Alex’s childhood town of Oak Harbor, WA, was (and is) a place without many outlets for young artists. Seeking more fertile ground, she found a home for her art and music in Anacortes, a small town just thirty miles north. Anacortes’s community quietly embraced DIY culture and practice, offering her a place to perform and live, The Department of Safety. It was here that Alex became friends with Lance, a guitar player living in Anacortes and performing with different punk, rock
and indie bands.

The two went their separate ways, and while attending college in Bellingham Alex found a home in the city's house shows and tight knit music community. Cumulus was created as a way to express and release her quiet, thoughtful songs, and Bellingham was the perfect place for someone new to songwriting to nurture that creativity and feel safe. Post college, Alex moved to Seattle as a means to greater exposure and once again, the odds of proximity were in their favor, as Lance separately moved to Seattle to better cultivate his musical career. The two artists, with their common goals in sight, reunited as friends and naturally began playing music together. Appropriately adding a rhythm section next, the band began performing Alex's songs as louder, fuller pieces of art. The
local blogs and papers simultaneously nodded in approval, giving the band the confidence they needed to step in the next direction.
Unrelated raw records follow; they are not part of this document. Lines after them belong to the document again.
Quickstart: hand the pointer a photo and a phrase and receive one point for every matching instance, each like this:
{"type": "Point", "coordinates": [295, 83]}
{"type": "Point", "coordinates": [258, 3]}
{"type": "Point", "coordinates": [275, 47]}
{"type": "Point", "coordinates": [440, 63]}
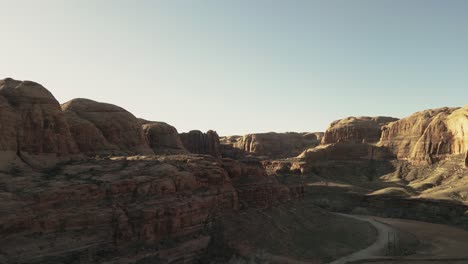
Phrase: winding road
{"type": "Point", "coordinates": [438, 243]}
{"type": "Point", "coordinates": [378, 248]}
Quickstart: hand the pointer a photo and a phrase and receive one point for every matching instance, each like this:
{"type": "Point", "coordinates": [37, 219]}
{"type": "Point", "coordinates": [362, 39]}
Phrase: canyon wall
{"type": "Point", "coordinates": [273, 145]}
{"type": "Point", "coordinates": [198, 142]}
{"type": "Point", "coordinates": [428, 136]}
{"type": "Point", "coordinates": [98, 203]}
{"type": "Point", "coordinates": [162, 137]}
{"type": "Point", "coordinates": [356, 129]}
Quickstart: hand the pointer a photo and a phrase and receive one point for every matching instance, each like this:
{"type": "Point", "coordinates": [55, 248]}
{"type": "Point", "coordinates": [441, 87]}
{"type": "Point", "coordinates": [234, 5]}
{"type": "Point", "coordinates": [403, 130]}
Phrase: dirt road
{"type": "Point", "coordinates": [378, 248]}
{"type": "Point", "coordinates": [437, 243]}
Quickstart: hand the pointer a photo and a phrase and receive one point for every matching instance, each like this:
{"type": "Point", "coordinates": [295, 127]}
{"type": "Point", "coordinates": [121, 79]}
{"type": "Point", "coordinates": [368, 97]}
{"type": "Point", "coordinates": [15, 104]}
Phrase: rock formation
{"type": "Point", "coordinates": [356, 129]}
{"type": "Point", "coordinates": [33, 125]}
{"type": "Point", "coordinates": [162, 137]}
{"type": "Point", "coordinates": [429, 135]}
{"type": "Point", "coordinates": [274, 145]}
{"type": "Point", "coordinates": [466, 159]}
{"type": "Point", "coordinates": [198, 142]}
{"type": "Point", "coordinates": [101, 128]}
{"type": "Point", "coordinates": [157, 208]}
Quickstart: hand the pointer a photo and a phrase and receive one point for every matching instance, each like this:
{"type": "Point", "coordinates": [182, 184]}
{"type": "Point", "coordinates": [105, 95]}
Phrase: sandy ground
{"type": "Point", "coordinates": [378, 248]}
{"type": "Point", "coordinates": [437, 243]}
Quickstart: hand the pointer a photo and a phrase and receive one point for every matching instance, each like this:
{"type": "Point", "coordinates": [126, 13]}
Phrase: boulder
{"type": "Point", "coordinates": [101, 128]}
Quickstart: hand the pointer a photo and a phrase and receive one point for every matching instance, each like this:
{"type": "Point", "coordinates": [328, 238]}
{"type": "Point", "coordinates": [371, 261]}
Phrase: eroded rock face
{"type": "Point", "coordinates": [33, 124]}
{"type": "Point", "coordinates": [356, 129]}
{"type": "Point", "coordinates": [162, 138]}
{"type": "Point", "coordinates": [198, 142]}
{"type": "Point", "coordinates": [157, 207]}
{"type": "Point", "coordinates": [429, 135]}
{"type": "Point", "coordinates": [101, 128]}
{"type": "Point", "coordinates": [274, 145]}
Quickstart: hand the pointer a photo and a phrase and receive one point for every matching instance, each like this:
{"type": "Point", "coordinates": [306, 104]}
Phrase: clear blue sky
{"type": "Point", "coordinates": [243, 66]}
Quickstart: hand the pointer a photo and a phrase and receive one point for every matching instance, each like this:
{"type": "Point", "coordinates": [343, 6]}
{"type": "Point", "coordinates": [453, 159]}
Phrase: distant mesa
{"type": "Point", "coordinates": [428, 136]}
{"type": "Point", "coordinates": [162, 137]}
{"type": "Point", "coordinates": [198, 142]}
{"type": "Point", "coordinates": [274, 145]}
{"type": "Point", "coordinates": [356, 129]}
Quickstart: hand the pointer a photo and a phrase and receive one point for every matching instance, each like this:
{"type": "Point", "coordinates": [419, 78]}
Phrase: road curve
{"type": "Point", "coordinates": [377, 249]}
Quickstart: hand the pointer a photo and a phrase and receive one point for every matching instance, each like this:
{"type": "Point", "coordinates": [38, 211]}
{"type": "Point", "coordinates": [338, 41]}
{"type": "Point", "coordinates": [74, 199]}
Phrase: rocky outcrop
{"type": "Point", "coordinates": [33, 125]}
{"type": "Point", "coordinates": [466, 159]}
{"type": "Point", "coordinates": [198, 142]}
{"type": "Point", "coordinates": [429, 135]}
{"type": "Point", "coordinates": [356, 129]}
{"type": "Point", "coordinates": [274, 145]}
{"type": "Point", "coordinates": [162, 137]}
{"type": "Point", "coordinates": [101, 128]}
{"type": "Point", "coordinates": [157, 208]}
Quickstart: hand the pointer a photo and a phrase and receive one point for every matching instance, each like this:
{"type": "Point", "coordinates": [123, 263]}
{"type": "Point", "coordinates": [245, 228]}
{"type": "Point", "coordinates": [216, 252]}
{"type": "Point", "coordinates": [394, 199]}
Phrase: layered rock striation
{"type": "Point", "coordinates": [356, 129]}
{"type": "Point", "coordinates": [162, 137]}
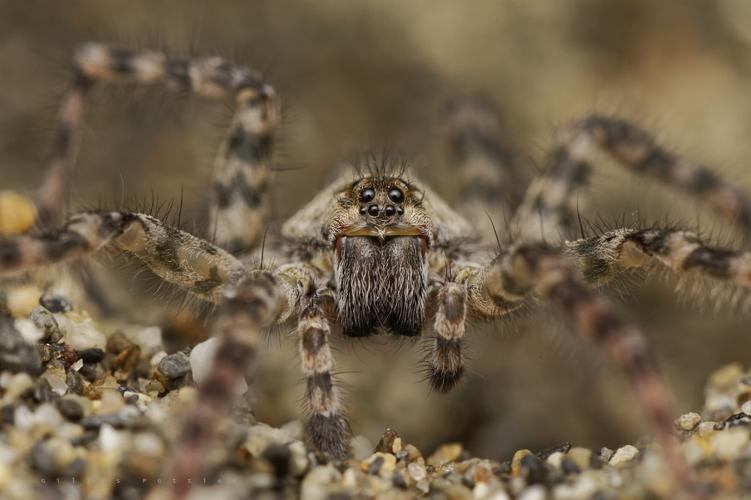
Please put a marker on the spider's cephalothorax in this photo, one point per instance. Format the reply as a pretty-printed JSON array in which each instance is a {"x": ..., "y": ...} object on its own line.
[
  {"x": 392, "y": 255},
  {"x": 381, "y": 234}
]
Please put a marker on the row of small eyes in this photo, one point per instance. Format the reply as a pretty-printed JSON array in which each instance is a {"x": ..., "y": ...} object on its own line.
[{"x": 395, "y": 195}]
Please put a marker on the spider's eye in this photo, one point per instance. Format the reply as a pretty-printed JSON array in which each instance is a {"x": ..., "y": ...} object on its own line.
[
  {"x": 396, "y": 195},
  {"x": 367, "y": 195}
]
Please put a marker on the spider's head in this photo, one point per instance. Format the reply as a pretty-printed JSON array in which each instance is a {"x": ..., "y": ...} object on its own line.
[{"x": 380, "y": 233}]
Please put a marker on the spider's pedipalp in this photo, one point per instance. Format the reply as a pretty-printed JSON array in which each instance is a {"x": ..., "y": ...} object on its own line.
[
  {"x": 242, "y": 173},
  {"x": 445, "y": 361},
  {"x": 178, "y": 257},
  {"x": 549, "y": 207},
  {"x": 601, "y": 257}
]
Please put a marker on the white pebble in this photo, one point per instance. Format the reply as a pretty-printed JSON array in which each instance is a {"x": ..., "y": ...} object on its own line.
[
  {"x": 688, "y": 421},
  {"x": 29, "y": 331},
  {"x": 82, "y": 335},
  {"x": 109, "y": 439},
  {"x": 201, "y": 359},
  {"x": 730, "y": 443},
  {"x": 416, "y": 471},
  {"x": 149, "y": 338},
  {"x": 623, "y": 455},
  {"x": 56, "y": 377}
]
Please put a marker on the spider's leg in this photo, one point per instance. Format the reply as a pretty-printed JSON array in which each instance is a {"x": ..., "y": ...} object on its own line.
[
  {"x": 193, "y": 264},
  {"x": 489, "y": 180},
  {"x": 602, "y": 257},
  {"x": 543, "y": 270},
  {"x": 249, "y": 307},
  {"x": 328, "y": 426},
  {"x": 241, "y": 176},
  {"x": 445, "y": 361},
  {"x": 550, "y": 201}
]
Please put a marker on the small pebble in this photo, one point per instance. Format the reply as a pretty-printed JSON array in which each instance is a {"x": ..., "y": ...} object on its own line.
[
  {"x": 70, "y": 409},
  {"x": 45, "y": 321},
  {"x": 93, "y": 355},
  {"x": 416, "y": 471},
  {"x": 201, "y": 358},
  {"x": 624, "y": 455},
  {"x": 688, "y": 421},
  {"x": 445, "y": 454},
  {"x": 16, "y": 354},
  {"x": 55, "y": 303},
  {"x": 174, "y": 365},
  {"x": 580, "y": 456}
]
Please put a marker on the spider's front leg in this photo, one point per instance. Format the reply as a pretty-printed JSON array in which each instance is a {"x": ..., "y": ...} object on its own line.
[
  {"x": 445, "y": 361},
  {"x": 545, "y": 271},
  {"x": 176, "y": 256},
  {"x": 550, "y": 206},
  {"x": 312, "y": 305},
  {"x": 240, "y": 202},
  {"x": 247, "y": 308}
]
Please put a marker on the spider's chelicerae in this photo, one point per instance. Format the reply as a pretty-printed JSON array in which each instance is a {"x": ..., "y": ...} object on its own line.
[{"x": 377, "y": 251}]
Needless to say, these incidental occurrences somehow gifted us Cumulus: a pleasant blend of delicate songwriting and rain soaked indie rock. Now, after returning to Anacortes to record their debut record as a band, Alex and Lance are surely prepared to uproot and travel some more, only this time they'll be sharing an old, van and sleeping on barf stained couches. GLAMOROUS.